PolitiFact: Doggett mixes tax numbers, but rich still get richer


U.S. Rep. Lloyd Doggett, D-Austin, told congressional colleagues that President Donald Trump’s plan to cut taxes would mostly benefit America’s wealthiest.

“Eighty percent of the tax breaks in this proposal go to the top 1 percent — that is, people making more than $730,000 a year,” Doggett said on the House floor.

Doggett made his claim three days after Republicans announced their framework for tax system with just three tax brackets, at tax rates of 12 percent, 25 percent and 35 percent, down from the current seven tax brackets.

For personal income-tax filers, the framework calls for doubling the standard income-tax deduction while repealing most itemized deductions, including personal exemptions for dependents.

The framework further says that the House Ways and Means Committee and Senate Finance Committee “will work on additional measures to meaningfully reduce the tax burden on the middle-class.” Put another way, the legislation itself had yet to debut.

Doggett, asked the basis of his claim, pointed to an Associated Press news story citing a preliminary review of the framework by the nonpartisan Tax Policy Center, a joint venture of the Urban Institute and the Brookings Institution. According to the AP report, the center found “that about 80 percent of the tax benefit would go to the top 1 percent — with income above $730,000 annually — by 2027.”

We confirmed that’s what the center’s analysis concluded for the year 2027. However, the center pegs the top-1-percent income figure for 2027 at $912,100 in 2017 dollars; it separately lists $730,000 as what the top 1 percent would earn in 2018 when about half the benefits would flow to the top 1 percent, the analysis says.

Generally, experts told us that no other reports on the plan’s effects on taxpayers became public before Doggett spoke. A few days later, though, the Institute on Taxation and Economic Policy — a research group that partners with Citizens for Tax Justice, which advocates for the tax interests of middle- and lower-class families — predicted that in all but a few states, at least half the framework’s tax cuts would flow to the wealthiest 1 percent of residents.

Let’s get to details in the Tax Policy Center’s analysis.

For starters, the center’s estimates presume that the plan would take effect in 2018 and would decrease federal revenue by $2.4 trillion over 10 years.

“In 2018,” the analysis says, “all income groups would see their average taxes fall, but some taxpayers in each group would face increases.

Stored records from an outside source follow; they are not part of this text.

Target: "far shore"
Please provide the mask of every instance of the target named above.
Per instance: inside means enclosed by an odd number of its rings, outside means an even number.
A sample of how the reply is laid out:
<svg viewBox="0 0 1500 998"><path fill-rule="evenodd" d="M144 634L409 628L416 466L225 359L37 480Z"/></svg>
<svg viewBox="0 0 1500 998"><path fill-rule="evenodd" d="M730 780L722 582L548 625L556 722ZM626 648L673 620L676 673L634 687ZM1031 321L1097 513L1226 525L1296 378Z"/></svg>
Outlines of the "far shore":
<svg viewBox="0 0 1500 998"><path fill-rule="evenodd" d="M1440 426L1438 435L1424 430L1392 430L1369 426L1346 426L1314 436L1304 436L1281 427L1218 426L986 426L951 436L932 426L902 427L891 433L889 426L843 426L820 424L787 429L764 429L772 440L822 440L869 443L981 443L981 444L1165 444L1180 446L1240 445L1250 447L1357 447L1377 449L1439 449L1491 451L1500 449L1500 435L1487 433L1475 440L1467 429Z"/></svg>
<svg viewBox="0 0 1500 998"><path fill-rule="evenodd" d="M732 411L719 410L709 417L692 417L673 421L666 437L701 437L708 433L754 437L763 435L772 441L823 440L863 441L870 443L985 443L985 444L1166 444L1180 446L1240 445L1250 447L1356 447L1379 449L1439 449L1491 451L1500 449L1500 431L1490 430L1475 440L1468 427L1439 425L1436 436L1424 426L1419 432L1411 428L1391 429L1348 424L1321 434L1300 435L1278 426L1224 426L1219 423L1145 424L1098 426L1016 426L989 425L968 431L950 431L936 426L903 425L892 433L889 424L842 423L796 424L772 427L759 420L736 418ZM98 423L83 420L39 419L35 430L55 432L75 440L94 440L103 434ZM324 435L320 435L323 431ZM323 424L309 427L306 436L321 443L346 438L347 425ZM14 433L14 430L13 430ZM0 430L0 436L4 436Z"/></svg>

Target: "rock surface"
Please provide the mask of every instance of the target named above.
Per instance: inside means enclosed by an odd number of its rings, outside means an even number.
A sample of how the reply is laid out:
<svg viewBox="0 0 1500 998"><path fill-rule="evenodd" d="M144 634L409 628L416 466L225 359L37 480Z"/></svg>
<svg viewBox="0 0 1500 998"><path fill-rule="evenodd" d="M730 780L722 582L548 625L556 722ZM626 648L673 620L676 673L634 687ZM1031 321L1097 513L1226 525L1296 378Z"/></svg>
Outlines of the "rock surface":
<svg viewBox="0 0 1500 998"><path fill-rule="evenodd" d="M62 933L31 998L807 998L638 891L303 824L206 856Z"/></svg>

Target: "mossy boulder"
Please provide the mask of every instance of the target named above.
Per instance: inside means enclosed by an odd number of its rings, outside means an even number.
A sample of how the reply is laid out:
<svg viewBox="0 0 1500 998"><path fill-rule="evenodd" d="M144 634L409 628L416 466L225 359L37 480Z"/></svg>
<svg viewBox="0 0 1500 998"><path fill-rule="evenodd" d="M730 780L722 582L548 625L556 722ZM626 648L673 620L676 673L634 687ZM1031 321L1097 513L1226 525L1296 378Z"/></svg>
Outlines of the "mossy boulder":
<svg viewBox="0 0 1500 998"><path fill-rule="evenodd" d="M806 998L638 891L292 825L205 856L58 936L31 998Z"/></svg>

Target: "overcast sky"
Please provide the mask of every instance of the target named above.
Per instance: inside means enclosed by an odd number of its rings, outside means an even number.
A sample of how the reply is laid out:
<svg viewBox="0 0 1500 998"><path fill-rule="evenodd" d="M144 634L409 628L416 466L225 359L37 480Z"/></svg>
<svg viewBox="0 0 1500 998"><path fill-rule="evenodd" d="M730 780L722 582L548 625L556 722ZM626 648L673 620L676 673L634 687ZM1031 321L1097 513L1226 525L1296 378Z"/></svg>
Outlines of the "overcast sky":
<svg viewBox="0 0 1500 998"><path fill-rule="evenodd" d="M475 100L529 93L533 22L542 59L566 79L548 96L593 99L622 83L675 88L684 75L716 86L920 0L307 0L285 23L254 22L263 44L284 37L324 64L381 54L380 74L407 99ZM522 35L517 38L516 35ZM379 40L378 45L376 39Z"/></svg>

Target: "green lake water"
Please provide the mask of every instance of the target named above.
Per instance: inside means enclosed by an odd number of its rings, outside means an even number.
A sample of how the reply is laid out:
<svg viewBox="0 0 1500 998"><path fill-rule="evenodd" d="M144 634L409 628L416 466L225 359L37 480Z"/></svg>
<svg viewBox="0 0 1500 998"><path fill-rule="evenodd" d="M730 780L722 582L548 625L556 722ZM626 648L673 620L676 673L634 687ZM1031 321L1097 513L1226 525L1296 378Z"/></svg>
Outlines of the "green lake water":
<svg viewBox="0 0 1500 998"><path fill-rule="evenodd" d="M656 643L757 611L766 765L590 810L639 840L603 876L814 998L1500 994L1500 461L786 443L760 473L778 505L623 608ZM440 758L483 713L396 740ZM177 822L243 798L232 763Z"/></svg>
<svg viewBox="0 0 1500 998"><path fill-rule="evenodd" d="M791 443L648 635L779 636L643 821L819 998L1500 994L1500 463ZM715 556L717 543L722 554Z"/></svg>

Those with the very highest incomes would receive the biggest tax cuts.”

According to the center’s estimates, the top 1 percent of Americans would get 53 percent of the plan’s benefits at the start and reap 79.7 percent of the benefits in its 10th year, 2027.

Under the plan, the center says, the number of taxpayers paying more in taxes would generally rise over time. “This is because the plan would replace personal exemptions, which are indexed for inflation, with additional credits for children and non-child dependents that are not indexed for inflation,” its analysis says. “In addition, indexing tax brackets and other parameters to the slower-growing chained Consumer Price Index means that over time more income is subject to tax at higher rates.”

A center researcher, Joe Rosenberg, advised that the conclusion that the wealthiest Americans would reap more of the tax benefits in the 10th year traces to other Americans bearing more tax losses as a result of losing itemized deductions, especially deductions for paying state and local income taxes. Rosenberg also singled out the proposal to end the personal exemption, indexed for inflation, with a child tax credit not indexed for inflation.

After the center posted its analysis, a White House adviser, Kevin Hassett, chairman of the Council of Economic Advisers, questioned the validity of the projections given multiple assumptions made by the center. Rosenberg, asked about that critique, pointed out that the center’s analysis says up front that many aspects of the framework “were unspecified or left to be determined by the tax-writing committees in Congress.”

Our ruling:

Doggett said “80 percent of the tax breaks in” President Trump’s framework tax-cut “proposal go to the top 1 percent, that is, people making more than $730,000 a year.”

The analysis Doggett referenced indeed indicates benefits will accrue to the very wealthy over time. Yet in the first year of changes, the top 1 percent are projected to draw a little over half the tax savings. The threshold of 80 percent going to the top 1 percent is projected for the 10th year. Also, Doggett’s stated figure for incomes is too low; it ties to the first year of implementation.

We rate Doggett’s statement Half True.